Grapple, 4.99 for a 4-pack

The apple is pretty much the big daddy of the fruit group. Trendy poseurs like pomegranate and acai will come and go, but the apple is your go-to fruit, good for repelling doctors, fermenting into wussy alcoholic beverages, and tempting naked garden-dwellers in equal measure.

So how can you improve on perfection? You can't. How can you screw with perfection and then charge twice as much for it? Inject it with artificial grape flavoring, that's how! Enter the Grapple ("say grape-L," the packaging helpfully instructs), slogan: "Looks like an apple. Tastes like a grape!" Or, perhaps alternately, "Half apple, half grape, 100 percent affront to God!" Marketed as a way to fight childhood obesity by introducing produce to kids' diets ('cause kids hate apples, but man do those grapes drive 'em wild!), the Grapple isn't a Mendelian hybrid like a pluot or Tomacco, but rather a plain old Fuji apple infused with grape flavor via a super-secret, patented process.

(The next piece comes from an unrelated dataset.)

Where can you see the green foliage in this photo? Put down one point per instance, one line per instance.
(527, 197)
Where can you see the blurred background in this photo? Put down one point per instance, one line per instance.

Taste: The Grapple smells strongly of artificial grape, very reminiscent of cheap candy or children's cough syrup. Otherwise, it's completely indistinguishable in appearance, size, or texture from an everyday (although somewhat substandard) apple. Cognitive dissonance aside, the Grapple isn't that remarkable in flavor either. The apple taste is noticeably adulterated, but it doesn't necessarily scream "I'm a grape!" What is remarkable is the aftertaste: the Grapple seems to leave a saccharine-y film on the tongue, something that neither a grape nor an apple usually does.

Office reactions: "It lingers more grape than apple." "If someone gave me this and didn't tell me it was a Grapple, I wouldn't make the connection. I'd just think I was eating a weird apple." "Could be worse." "It's more apple than grape." "It tastes like it's been dipped in some sort of liquid made out of Pixie Sticks." "That's disgusting. Like Nehi you can chew." "I feel like I have to brush my teeth after this." "Tastes like a fake flavor put in a real product. I would eat it again. Maybe." "That was entirely unnecessary." "Finally."

Where to get them: Grapples are only available seasonally, according the the website, when "Mother Nature cooperates and gives us some fresh, wonderful apples to produce more wonderful eating experiences for you and your family!" They should be around through the fall and winter, in select supermarkets.